October 26, 2011
"The Romantic notion of the autonomous transcendent artwork entailed a hierarchized, strictly enforced split between emancipated creators, beholden (in theory) to no one but the muse, and selfless curators, sworn to submission. The producers of timeless works are the gods, exulting in their liberation from the world of social (‘extramusical’) obligation and issuing peremptory commands. The recipients of the commands are the Nibelungs, bound scrupulously to carry out the masters’ intentions for the sake of their glory, their own lives pledged to a sterile humdrum of preservation and handing-on. That is the mythology of our concert life."
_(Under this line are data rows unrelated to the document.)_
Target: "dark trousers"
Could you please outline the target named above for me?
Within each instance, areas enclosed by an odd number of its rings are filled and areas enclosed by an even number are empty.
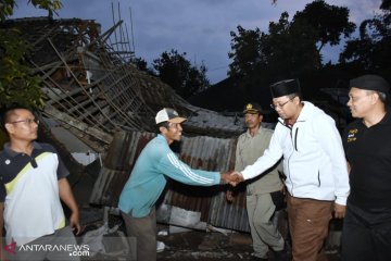
[[[341,256],[343,261],[390,261],[391,209],[368,211],[348,203]]]
[[[156,260],[156,212],[153,209],[149,215],[134,217],[121,211],[128,237],[136,238],[136,254],[138,261]]]
[[[288,195],[288,220],[293,261],[324,261],[323,246],[331,220],[331,201]]]

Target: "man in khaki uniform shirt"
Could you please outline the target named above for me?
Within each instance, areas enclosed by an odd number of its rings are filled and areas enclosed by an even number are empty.
[[[263,156],[273,135],[272,129],[261,127],[263,115],[257,103],[248,103],[243,113],[248,130],[238,139],[235,163],[237,171],[253,164]],[[283,238],[272,221],[276,206],[270,194],[280,194],[283,186],[278,170],[282,170],[280,164],[272,167],[264,175],[249,181],[247,185],[247,210],[253,239],[254,260],[268,260],[269,248],[274,251],[276,260],[286,258]]]

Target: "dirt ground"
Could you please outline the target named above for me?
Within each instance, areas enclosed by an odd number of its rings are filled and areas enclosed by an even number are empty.
[[[128,256],[124,254],[126,250],[126,243],[119,240],[124,238],[124,224],[118,216],[111,216],[109,227],[118,225],[118,229],[114,233],[115,240],[110,243],[101,234],[92,235],[90,238],[97,243],[105,245],[106,253],[100,253],[102,249],[98,247],[99,253],[91,257],[81,257],[84,261],[99,261],[99,260],[113,260],[125,261]],[[114,219],[113,219],[114,217]],[[89,229],[92,232],[97,227],[102,228],[102,223],[98,222],[91,225]],[[252,240],[250,233],[239,233],[232,231],[225,231],[220,228],[209,227],[206,231],[195,231],[182,227],[169,226],[167,224],[157,224],[157,240],[165,244],[165,249],[157,252],[157,261],[238,261],[251,260]],[[122,234],[121,236],[118,235]],[[86,233],[84,233],[86,235]],[[283,234],[282,234],[283,235]],[[101,239],[99,239],[99,236]],[[83,239],[80,236],[79,239]],[[286,236],[285,236],[286,237]],[[287,238],[286,238],[287,239]],[[289,241],[289,240],[287,240]],[[91,243],[89,243],[91,244]],[[290,256],[290,244],[288,244],[288,252]],[[90,245],[92,248],[92,245]],[[326,251],[329,261],[339,260],[339,252],[337,250],[327,249]],[[275,260],[273,253],[269,254],[269,260]]]
[[[161,226],[164,229],[164,226]],[[157,236],[165,249],[157,253],[159,261],[212,261],[251,260],[252,240],[248,233],[190,231]],[[289,246],[288,246],[289,249]],[[288,251],[290,253],[290,251]],[[339,260],[338,251],[326,251],[329,261]],[[269,260],[275,260],[273,253]]]

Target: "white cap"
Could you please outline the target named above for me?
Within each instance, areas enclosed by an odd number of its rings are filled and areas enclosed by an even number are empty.
[[[187,119],[180,117],[179,114],[171,108],[164,108],[163,110],[157,112],[155,120],[156,124],[159,124],[162,122],[182,123]]]

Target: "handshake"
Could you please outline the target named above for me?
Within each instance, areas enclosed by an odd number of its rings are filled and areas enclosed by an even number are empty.
[[[231,172],[222,172],[220,181],[224,184],[229,184],[231,186],[237,186],[239,183],[243,182],[243,175],[240,172],[231,171]]]

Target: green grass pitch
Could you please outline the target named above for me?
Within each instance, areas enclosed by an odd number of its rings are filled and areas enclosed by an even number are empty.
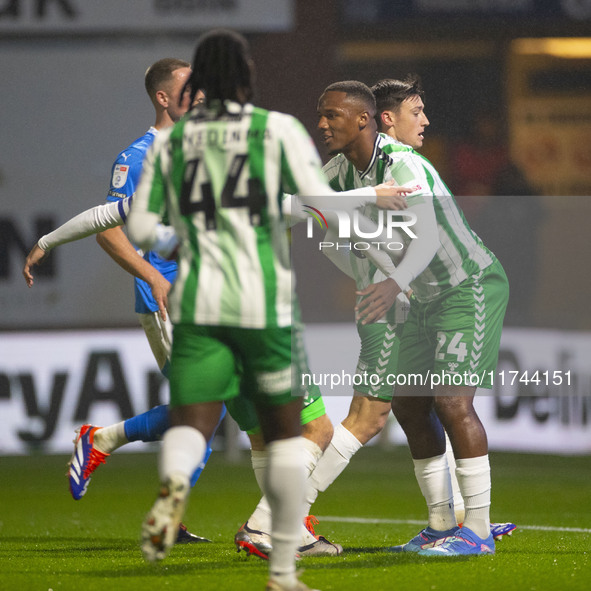
[[[156,490],[153,453],[114,454],[73,501],[67,458],[0,458],[0,590],[151,591],[264,589],[267,563],[237,554],[233,535],[258,502],[247,452],[230,464],[215,452],[193,491],[185,523],[212,544],[173,548],[143,561],[138,537]],[[425,518],[404,448],[362,449],[314,508],[317,531],[340,557],[301,561],[323,591],[591,589],[591,460],[491,454],[492,518],[518,529],[494,556],[389,554]]]

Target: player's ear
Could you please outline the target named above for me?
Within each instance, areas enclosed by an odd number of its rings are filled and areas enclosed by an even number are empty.
[[[359,125],[359,129],[365,129],[367,127],[367,124],[369,123],[369,120],[371,119],[370,114],[367,111],[362,111],[361,113],[359,113],[359,120],[358,120],[358,125]]]
[[[159,105],[161,105],[162,107],[164,107],[165,109],[168,109],[168,105],[169,105],[168,95],[163,90],[156,91],[156,102]]]
[[[392,113],[392,111],[382,111],[380,113],[380,119],[383,127],[394,126],[394,113]]]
— Musicologist Richard Taruskin, in the introduction to his essay collection Text and Act, p. 10. This is a mere tidbit of his larger, damning criticism of the current state of musicology, and of the related performance-practice movement. Trust me, he’s just getting warmed up here. My second favorite quote comes from his response to Leo Treitler, who had published a criticism of one of Taruskin’s early essays. Treitler writes, “I don’t know whether Taruskin would make a principled defense of the differentiation,” between the level of accountability we should expect from a scholar versus that which we should expect from an historically-informed performer. As if to bring attention to, and thus undermine, Treitler’s pretentious nitpicking, Taruskin retorts how, “he could have called me up” (p. 24). The chutzpah!